There was family speculation those cancers could have been caused by smoking. And that’s where their analysis ended. My husband, however, had never smoked. He did serve in the U.S. Army as an officer in Vietnam during the time Agent Orange was sprayed, but we didn’t know about that connection with prostate cancer until later. If Steve or his doctor had explored the Brennan family’s cancer pattern, Bill might have had the knowledge of a genetic mutation, a heightened awareness with screenings, and ultimately the benefit of early detection.
That’s when our thoughts turned to the youngest Brennan brother, Terry. It turned out he also was a low PSA emitter and appeared symptom free. We repeated the Kelly brothers’ story to him and his wife more than once, and urged Terry to get tested. Terry’s PSA reached a 7 at one point but then went back to a 4, and his doctor was reluctant to order a biopsy until he heard “family history.” And like Sean, Terry was diagnosed, and had the benefit of early detection. He had his prostate removed the day after my husband’s funeral, and he has been doing fine these last two years.
“Family History” and Genetic Testing
During my husband’s radiation treatments in the spring of 2016, I learned that AstraZeneca was holding a “Lunch and Learn” genetics cancer seminar at the UC Davis Cancer Center where Bill was being treated. I was intrigued, and by the time the session was over, my suspicions were confirmed. It was clear Bill’s family history presented an opportunity for genetic testing that could save other lives in his large family, including our children, and perhaps provide clues for his own treatment.
Bill’s DNA test revealed that he carried a “genetic variant of unclear significance in the CHEK2 gene.” Last April, the geneticist contacted me to say the lab had “received more information which allowed them to confirm that this genetic variant is likely pathogenic, and his test results are now considered positive.” That means over 90% positive for cancer.

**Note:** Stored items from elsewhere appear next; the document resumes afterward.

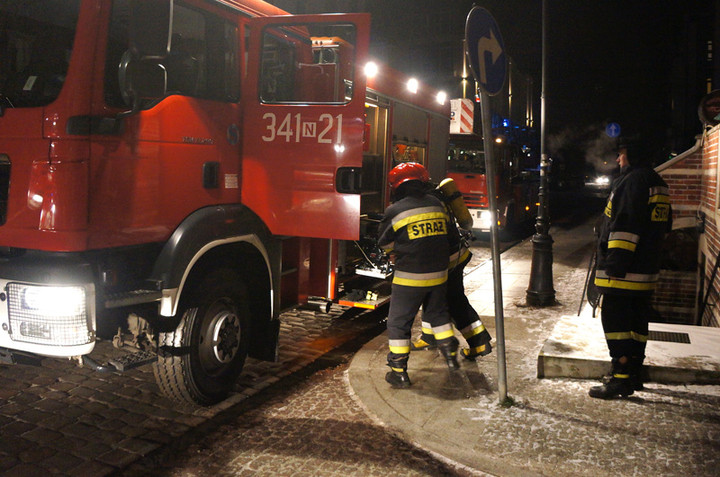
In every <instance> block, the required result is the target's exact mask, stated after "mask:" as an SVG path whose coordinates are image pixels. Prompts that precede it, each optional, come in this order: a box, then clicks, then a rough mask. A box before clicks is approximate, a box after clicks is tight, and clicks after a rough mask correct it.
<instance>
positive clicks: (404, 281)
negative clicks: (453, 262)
mask: <svg viewBox="0 0 720 477" xmlns="http://www.w3.org/2000/svg"><path fill="white" fill-rule="evenodd" d="M378 243H379V245H380V246H381V247H382V248H383V249H384V250H385V251H386V252H390V251H392V252H393V253H394V254H395V275H394V277H393V283H394V284H397V285H403V286H411V287H431V286H437V285H441V284H443V283H445V282H446V281H447V270H448V257H449V255H450V253H449V244H448V216H447V214H446V211H445V206H444V205H443V204H442V203H441V202H440V200H438V199H437V198H436V197H433V196H432V195H429V194H423V195H408V196H406V197H404V198H402V199H400V200H399V201H397V202H395V203H394V204H392V205H391V206H390V207H388V208H387V210H386V211H385V217H384V218H383V221H382V223H381V225H380V240H379V241H378Z"/></svg>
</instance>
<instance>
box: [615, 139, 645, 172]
mask: <svg viewBox="0 0 720 477" xmlns="http://www.w3.org/2000/svg"><path fill="white" fill-rule="evenodd" d="M621 149H625V150H626V151H627V158H628V162H629V163H630V164H633V165H638V164H640V163H642V162H643V161H644V160H645V157H646V155H647V152H648V151H646V150H645V147H644V145H643V142H642V138H641V137H640V135H639V134H634V135H626V136H620V137H619V138H618V142H617V151H618V152H620V150H621Z"/></svg>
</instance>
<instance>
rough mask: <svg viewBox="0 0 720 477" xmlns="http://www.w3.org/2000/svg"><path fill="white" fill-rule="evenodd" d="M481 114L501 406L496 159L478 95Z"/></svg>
mask: <svg viewBox="0 0 720 477" xmlns="http://www.w3.org/2000/svg"><path fill="white" fill-rule="evenodd" d="M480 108H481V110H482V125H483V144H484V150H485V177H486V180H485V183H486V184H487V192H488V201H489V204H488V206H489V208H490V217H491V219H492V224H491V225H490V240H491V247H492V262H493V285H494V292H495V295H494V297H495V300H494V303H495V344H496V347H497V357H498V393H499V397H500V403H503V402H505V400H506V399H507V367H506V363H505V317H504V314H503V299H502V274H501V264H500V238H499V236H498V227H497V214H496V212H497V196H496V193H495V159H494V157H493V141H492V118H491V113H490V96H488V95H487V93H485V92H481V93H480Z"/></svg>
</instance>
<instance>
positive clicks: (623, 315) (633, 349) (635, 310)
mask: <svg viewBox="0 0 720 477" xmlns="http://www.w3.org/2000/svg"><path fill="white" fill-rule="evenodd" d="M656 317H657V312H656V311H655V309H654V308H653V307H652V305H651V304H650V296H648V295H635V296H633V295H627V296H626V295H611V294H605V295H603V301H602V311H601V320H602V325H603V331H604V332H605V340H606V341H607V345H608V350H609V351H610V357H611V358H612V360H613V366H614V367H615V368H617V369H614V372H620V373H625V372H626V371H628V370H629V367H630V366H632V364H635V365H637V361H638V360H639V362H640V363H642V360H643V359H644V358H645V347H646V345H647V339H648V323H649V322H650V321H652V320H653V319H656ZM623 357H625V358H626V359H625V360H623V361H625V362H627V363H628V364H627V365H626V364H625V363H620V359H621V358H623ZM631 363H632V364H631Z"/></svg>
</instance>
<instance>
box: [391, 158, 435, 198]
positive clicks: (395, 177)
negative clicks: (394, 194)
mask: <svg viewBox="0 0 720 477" xmlns="http://www.w3.org/2000/svg"><path fill="white" fill-rule="evenodd" d="M429 180H430V174H428V171H427V169H425V166H423V165H422V164H418V163H417V162H403V163H402V164H398V165H397V166H395V167H393V169H392V170H391V171H390V173H389V174H388V181H389V182H390V187H391V188H392V190H393V191H394V190H396V189H397V188H398V186H400V184H403V183H405V182H408V181H420V182H423V183H426V182H428V181H429Z"/></svg>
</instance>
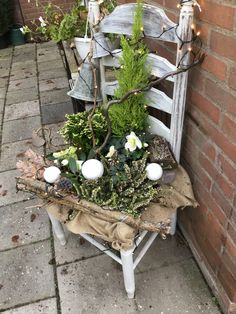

“Tim discovered he had the BRCA mutation and started taking a trial drug, olaparib or Lynparza, in early July 2019, but it was too little, too late,” said Sean. “I did the genetic testing, and I did not have any red flags at all. Yet, I still had early prostate cancer.”
What do You do with Genetic Information if your Husband has Died?
You make sure it’s shared with his entire family because each one of them has a 50% risk to carry the same mutation and pass it on to the next generation. You urge them to get genetic testing. And you keep telling these prostate cancer stories over and over again. It doesn’t have to be a death sentence. New drugs, tests and treatments are being introduced yearly.
“Today, I am continually on my other two brothers’ cases to keep getting checked with whatever new and old diagnostic tools are available,” said Sean Kelly.
Since it was unclear if Bill’s mutation was of maternal or paternal origin, it was suggested that relatives on both sides of his family be informed. With testing and counseling, family members can better understand their cancer risks and plan for screenings and medical management. I provided the addresses, and the geneticist sent a letter with the family history diagram to the adult children (over 18) and Bill’s siblings. With the letter each person can request a referral from their primary care provider to see a cancer genetic counselor who can offer them very simple testing for the CHEK2 mutation.
Our Family Stories Have the Power to Save Lives
There you have it — three families, six stories, and six different outcomes. Each one is powerful because it has the value to save or improve more lives – but only if the stories are told and retold. Become a life saver. Do you have a story you need to tell?